Ottawa Public Health’s advice on which COVID-19 vaccine to take for a second dose is the same as the advice offered for the first: take the first one you’re offered.
The local public health unit stressed the safety of mixing different COVID-19 vaccine formulations between first and second doses in a statement issued by the city on Thursday.
OPH pointed to guidance announced June 1 from the National Advisory Committee on Immunization (NACI) that signed off on the interchangeability of vaccines.
OPH’s recommendations pointed to the role of double-dose vaccine protection in staving off COVID-19 variants of concern. Waiting to get a vaccine that matches the same formulation as the first dose a resident received is not worth the delay, the health unit said.
The Delta variant of COVID-19, first identified in India, has spread rapidly in parts of the province such as Toronto, Peel and Waterloo. These areas have been prioritized for sped-up second vaccine doses.

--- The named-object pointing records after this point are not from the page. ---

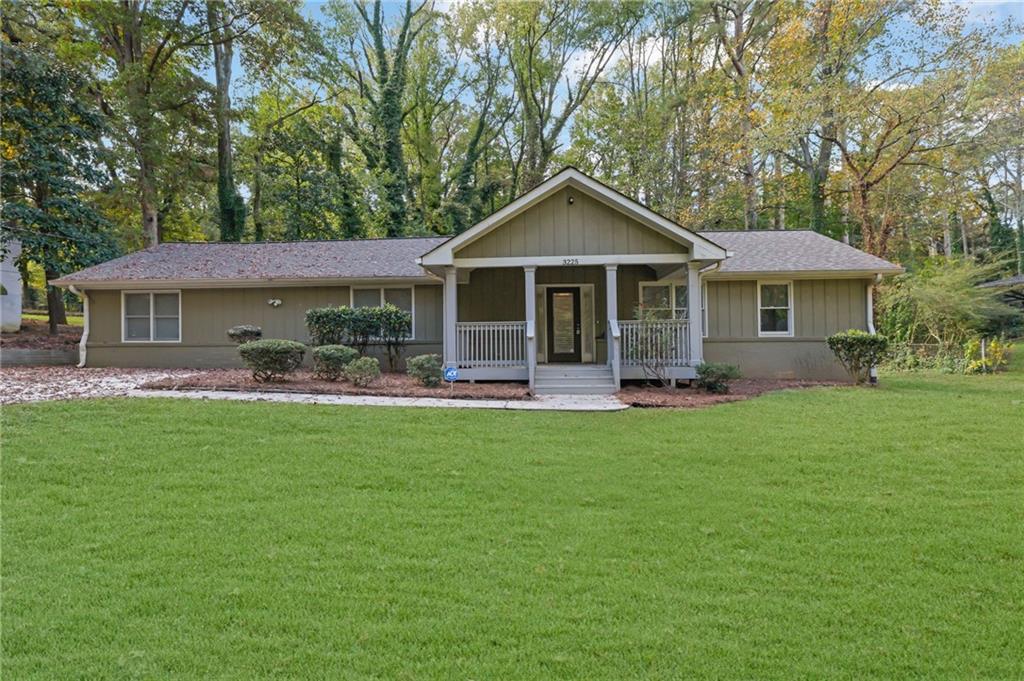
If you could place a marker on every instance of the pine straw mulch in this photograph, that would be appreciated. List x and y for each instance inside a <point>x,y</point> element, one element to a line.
<point>391,385</point>
<point>638,395</point>
<point>35,335</point>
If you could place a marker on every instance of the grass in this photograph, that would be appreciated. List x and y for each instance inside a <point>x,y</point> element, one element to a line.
<point>73,320</point>
<point>819,534</point>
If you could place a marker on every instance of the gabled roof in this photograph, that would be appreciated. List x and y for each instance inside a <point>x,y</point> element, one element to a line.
<point>704,248</point>
<point>264,262</point>
<point>795,251</point>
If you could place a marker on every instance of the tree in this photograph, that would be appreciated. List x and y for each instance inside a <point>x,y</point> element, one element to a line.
<point>49,146</point>
<point>556,53</point>
<point>376,68</point>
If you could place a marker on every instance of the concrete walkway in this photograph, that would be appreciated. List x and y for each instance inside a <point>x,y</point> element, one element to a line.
<point>540,403</point>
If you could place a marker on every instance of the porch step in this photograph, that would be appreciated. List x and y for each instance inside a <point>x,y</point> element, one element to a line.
<point>574,380</point>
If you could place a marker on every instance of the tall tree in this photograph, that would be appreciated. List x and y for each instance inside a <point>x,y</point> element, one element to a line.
<point>49,143</point>
<point>556,53</point>
<point>376,66</point>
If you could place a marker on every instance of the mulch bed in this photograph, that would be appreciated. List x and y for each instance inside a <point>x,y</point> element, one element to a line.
<point>35,335</point>
<point>391,385</point>
<point>636,395</point>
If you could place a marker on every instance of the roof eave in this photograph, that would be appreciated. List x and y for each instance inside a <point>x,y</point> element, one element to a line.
<point>240,283</point>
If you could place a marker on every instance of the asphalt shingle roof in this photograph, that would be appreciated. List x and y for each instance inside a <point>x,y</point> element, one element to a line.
<point>395,258</point>
<point>793,251</point>
<point>369,258</point>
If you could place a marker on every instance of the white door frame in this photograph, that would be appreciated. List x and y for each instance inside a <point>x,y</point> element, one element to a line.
<point>586,313</point>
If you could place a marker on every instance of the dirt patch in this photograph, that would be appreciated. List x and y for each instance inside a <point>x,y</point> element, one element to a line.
<point>391,385</point>
<point>30,384</point>
<point>694,398</point>
<point>35,335</point>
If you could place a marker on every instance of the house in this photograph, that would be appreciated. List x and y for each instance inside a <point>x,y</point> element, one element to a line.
<point>546,290</point>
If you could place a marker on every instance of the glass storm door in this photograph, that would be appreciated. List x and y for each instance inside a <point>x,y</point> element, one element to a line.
<point>563,325</point>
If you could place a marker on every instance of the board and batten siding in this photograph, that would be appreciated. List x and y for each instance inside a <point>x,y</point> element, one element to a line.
<point>820,307</point>
<point>208,313</point>
<point>554,227</point>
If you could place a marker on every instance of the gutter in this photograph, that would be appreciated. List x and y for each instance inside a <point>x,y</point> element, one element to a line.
<point>82,344</point>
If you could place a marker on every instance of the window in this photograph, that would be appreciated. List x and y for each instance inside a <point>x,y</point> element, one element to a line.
<point>668,301</point>
<point>151,316</point>
<point>400,297</point>
<point>774,308</point>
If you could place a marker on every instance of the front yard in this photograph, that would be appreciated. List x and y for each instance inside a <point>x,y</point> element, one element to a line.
<point>833,533</point>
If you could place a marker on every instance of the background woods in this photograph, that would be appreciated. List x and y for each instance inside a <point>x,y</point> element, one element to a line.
<point>895,124</point>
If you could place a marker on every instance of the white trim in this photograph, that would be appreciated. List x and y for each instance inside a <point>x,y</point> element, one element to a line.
<point>160,284</point>
<point>574,260</point>
<point>704,309</point>
<point>381,301</point>
<point>720,275</point>
<point>702,248</point>
<point>672,284</point>
<point>790,317</point>
<point>153,315</point>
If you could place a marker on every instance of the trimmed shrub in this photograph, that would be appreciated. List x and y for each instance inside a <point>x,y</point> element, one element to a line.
<point>271,359</point>
<point>395,325</point>
<point>426,369</point>
<point>364,371</point>
<point>245,333</point>
<point>330,360</point>
<point>858,351</point>
<point>715,377</point>
<point>328,326</point>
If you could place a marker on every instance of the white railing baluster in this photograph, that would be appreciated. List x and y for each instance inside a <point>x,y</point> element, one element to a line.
<point>491,344</point>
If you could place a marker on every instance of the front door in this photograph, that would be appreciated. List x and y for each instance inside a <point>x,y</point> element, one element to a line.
<point>563,325</point>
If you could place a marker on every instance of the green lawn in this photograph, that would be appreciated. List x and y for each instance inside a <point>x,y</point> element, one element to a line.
<point>820,534</point>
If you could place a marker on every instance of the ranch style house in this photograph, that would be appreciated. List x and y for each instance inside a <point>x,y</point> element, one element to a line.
<point>548,290</point>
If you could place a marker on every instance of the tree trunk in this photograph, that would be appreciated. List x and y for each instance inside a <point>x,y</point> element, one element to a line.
<point>223,52</point>
<point>54,303</point>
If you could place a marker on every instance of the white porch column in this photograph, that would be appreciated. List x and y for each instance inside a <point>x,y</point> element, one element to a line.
<point>451,316</point>
<point>529,274</point>
<point>696,316</point>
<point>611,311</point>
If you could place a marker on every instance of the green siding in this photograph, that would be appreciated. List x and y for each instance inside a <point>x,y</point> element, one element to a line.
<point>553,227</point>
<point>208,313</point>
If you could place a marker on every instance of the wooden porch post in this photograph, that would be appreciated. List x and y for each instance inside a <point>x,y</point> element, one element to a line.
<point>529,274</point>
<point>611,307</point>
<point>696,316</point>
<point>451,317</point>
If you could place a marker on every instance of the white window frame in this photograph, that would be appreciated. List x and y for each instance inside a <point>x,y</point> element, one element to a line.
<point>673,285</point>
<point>153,316</point>
<point>790,318</point>
<point>381,301</point>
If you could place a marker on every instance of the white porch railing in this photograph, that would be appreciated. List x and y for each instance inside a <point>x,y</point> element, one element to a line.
<point>655,343</point>
<point>491,344</point>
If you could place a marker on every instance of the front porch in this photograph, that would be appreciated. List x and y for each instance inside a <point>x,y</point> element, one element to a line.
<point>528,322</point>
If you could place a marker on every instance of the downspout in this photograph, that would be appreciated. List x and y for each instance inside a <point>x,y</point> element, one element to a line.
<point>85,328</point>
<point>873,374</point>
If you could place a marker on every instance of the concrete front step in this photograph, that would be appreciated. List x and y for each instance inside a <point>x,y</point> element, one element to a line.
<point>574,380</point>
<point>577,390</point>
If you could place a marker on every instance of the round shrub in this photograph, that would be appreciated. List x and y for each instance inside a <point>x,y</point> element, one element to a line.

Nine such cases have been recorded in Ottawa to date, with one new Delta variant case added this week.
OPH told Global News in a statement that the individual who tested positive for the variant was likely exposed during a recent trip outside the country and has self-isolated since returning.
“The best vaccine you can get is the first one that is available to you and a second dose of a COVID-19 vaccine is needed for the best protection against COVID-19 and its more transmissible variants,” OPH said.
The Moderna and Pfizer mRNA vaccines are made the same way and have similar effectiveness and side effects, the health unit said, making any added benefit between either formulation negligible.
Those who received the Oxford-AstraZeneca or other viral-vector vaccine as their first shot are cleared to take either the same shot or an mRNA vaccine as a followup, based on availability.
OPH said interchanging vaccines is not a new practice, noting that different products are routinely used to complete vaccine series for influenza, hepatitis A and other viral diseases.